Onoja, who teaches law, litigation and professional ethics, said: “The EFCC and ICPC between 2000 and 2017 secured an average of 100 convictions each year for low-level offenders.
“Within the same period, the EFCC and ICPC only got 10 high profile convictions for a total of 177 high profile prosecutions conducted.
“Of the 10 high profile convictions, three went to full trial, out of those three, two were advance fee fraud and the law right from the Advance Fee Fraud and Other Related Offences Decree of 1995 up to the present law stipulates a mandatory minimum sentence.
“The two offenders that were convicted between seven and 10 years imprisonment one of them was Mrs Anajemba and the other one was Mr Emmanuel Nwude.
“The third conviction was that of Bode George, which was quashed at the Supreme Court with one of the basis for the quashing the conviction was that the offence was unknown to law.

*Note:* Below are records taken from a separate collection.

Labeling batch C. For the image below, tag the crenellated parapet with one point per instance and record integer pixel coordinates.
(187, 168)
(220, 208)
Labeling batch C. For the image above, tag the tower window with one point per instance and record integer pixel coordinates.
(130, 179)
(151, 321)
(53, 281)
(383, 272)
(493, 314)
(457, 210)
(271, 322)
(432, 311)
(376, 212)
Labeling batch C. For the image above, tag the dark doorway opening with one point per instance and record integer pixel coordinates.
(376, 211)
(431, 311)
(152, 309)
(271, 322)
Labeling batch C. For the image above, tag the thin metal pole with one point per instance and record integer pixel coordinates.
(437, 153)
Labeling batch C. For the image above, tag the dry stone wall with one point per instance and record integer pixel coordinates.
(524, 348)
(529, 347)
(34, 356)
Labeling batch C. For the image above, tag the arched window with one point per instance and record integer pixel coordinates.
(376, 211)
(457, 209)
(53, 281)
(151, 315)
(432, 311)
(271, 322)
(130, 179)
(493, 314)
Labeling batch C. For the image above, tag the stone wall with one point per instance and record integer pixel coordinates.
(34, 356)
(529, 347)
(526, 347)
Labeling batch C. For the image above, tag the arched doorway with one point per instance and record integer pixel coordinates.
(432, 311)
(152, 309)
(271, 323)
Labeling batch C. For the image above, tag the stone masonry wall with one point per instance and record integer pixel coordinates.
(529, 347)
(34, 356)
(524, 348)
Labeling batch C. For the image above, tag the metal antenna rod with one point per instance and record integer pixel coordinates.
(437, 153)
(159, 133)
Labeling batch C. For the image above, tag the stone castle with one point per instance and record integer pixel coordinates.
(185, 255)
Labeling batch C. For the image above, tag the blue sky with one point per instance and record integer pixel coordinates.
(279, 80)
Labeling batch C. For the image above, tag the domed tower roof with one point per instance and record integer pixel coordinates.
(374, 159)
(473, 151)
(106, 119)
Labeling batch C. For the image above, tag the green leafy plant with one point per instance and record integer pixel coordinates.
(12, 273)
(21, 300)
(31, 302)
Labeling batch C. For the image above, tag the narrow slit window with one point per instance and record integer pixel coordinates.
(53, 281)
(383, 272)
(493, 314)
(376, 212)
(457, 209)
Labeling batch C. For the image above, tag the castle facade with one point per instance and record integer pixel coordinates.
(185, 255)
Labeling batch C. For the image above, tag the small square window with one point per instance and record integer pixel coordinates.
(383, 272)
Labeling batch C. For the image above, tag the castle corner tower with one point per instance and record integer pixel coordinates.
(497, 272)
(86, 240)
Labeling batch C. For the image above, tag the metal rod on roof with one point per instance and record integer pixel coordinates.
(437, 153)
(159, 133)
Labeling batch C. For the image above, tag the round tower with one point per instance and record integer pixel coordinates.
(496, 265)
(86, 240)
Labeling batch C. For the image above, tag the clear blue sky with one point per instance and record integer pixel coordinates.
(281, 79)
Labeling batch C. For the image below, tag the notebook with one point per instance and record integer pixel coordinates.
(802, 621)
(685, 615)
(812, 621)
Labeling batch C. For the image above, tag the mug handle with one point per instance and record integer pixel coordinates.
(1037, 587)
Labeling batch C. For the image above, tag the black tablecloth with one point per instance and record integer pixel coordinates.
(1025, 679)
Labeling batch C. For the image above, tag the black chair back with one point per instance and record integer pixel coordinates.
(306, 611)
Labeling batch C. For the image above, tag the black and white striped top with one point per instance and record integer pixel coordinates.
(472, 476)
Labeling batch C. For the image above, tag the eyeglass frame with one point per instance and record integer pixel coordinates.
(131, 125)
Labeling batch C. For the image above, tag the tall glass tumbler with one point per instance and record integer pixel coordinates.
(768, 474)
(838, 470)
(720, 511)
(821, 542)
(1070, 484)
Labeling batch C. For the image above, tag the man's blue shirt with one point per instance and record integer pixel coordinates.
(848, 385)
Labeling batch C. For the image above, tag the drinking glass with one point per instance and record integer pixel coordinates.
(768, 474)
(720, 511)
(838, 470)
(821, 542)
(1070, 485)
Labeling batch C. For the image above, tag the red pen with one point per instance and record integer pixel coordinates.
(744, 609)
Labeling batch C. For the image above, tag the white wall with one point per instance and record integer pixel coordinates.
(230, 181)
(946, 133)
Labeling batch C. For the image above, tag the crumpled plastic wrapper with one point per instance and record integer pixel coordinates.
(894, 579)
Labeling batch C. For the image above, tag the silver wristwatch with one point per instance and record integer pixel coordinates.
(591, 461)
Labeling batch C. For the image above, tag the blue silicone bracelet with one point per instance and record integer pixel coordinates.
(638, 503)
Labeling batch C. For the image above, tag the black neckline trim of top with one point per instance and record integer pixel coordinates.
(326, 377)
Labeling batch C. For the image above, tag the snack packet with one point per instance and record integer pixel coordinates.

“The remaining seven convictions were subject to plea bargain one of which was the conviction of Mr Lucky Igbenedion, the former governor of Edo, who was sentenced to a prison term with an option of fine which was paid promptly in court.”
“Some of the others were the conviction of Chief Diepreye Alamieyeseigha, a former governor of Bayelsa and one Mr Golama a former Chairman of Bank of the North both of them were convicted subject to plea bargain but former President Goodluck Jonathan has granted them presidential pardon.
“None of them were sentenced to punishment proportionate to the seriousness of their offences.
“Causes of the stagnation of the high profile cases are preliminary objections 16.55 per cent, interlocutory appeals 14.60 per cent, non-compliance
with the Administration of Criminal Justice Act/Law 30.28 per cent and suspicious court orders 6.32 per cent.
“Others include immunity of offenders 2.40 per cent, gag orders 2.27 per cent, loopholes in legal processes 8.06 per cent, poor prosecutions 8.06 per cent and alleged ill-health of offenders 10.46 per cent.”
The Chairman of the occasion, Mr Oladayo Olaide, the Deputy Country Director of the MacAuthur Foundation, called for a reorientation of the citizenry, noting that decades of corruption had adversely affected Nigerians.
“We need to stop seeing corruption as something that someone engages in for their benefit but rather something that inflicts a huge cost on Nigerians.
“Every Nigerian has to come to the realisation that corruption will not go unless we do something about it. Our inability to enforce laws opens us to all manners of anti social behaviour.
“We have lost the capacity to be shocked and to respond, I am hoping that the report will jolt Nigerians to react.
“Let us not condemn the opportunity to fight corruption no matter how weak, if every administration builds on what the previous one has built, a strong anti-corruption resistance will be created.
“The government alone cannot fight corruption for us to reach a turning point; Nigerians must rise up and use the very powerful voter’s card.
“We need to make 2019 elections an opportunity to discuss accountability in this country,’’ Olaide said.
In an address of welcome, Mr Adetokunbo Mumuni, the Executive Director of SERAP, said the regular launch of reports by the rights group was to question the anti-corruption in Nigeria.
He also thanked Trust Africa, an NGO, for partnering with SERAP on the project and for sponsoring the report.
“What we are doing in SERAP is to continue to interrogate the process of the fight against corruption and we found an amiable partner in Trust Africa, who sponsored the event.
“We have launched a lot of books, one of them was ‘Corrupt Judges Escaping Justice in Nigeria: Go Home and Sin More’ , that was monumental and we are launching another one today,’’ he said.
While commending Onoja, Mumuni said: “We did not write the report ourselves as it is better to come up with an independent person to do it for us, Dr Onoja should be commended for this.
“This report will benefit the Nigerian environment as well as SERAP, the report is not a catalogue of why there is corruption but it shows why we have low number of grand convictions in corruption cases.
“When these issues are raised and put in the front burner, those in power can listen to us so that things needed to fight corruption be put in place.”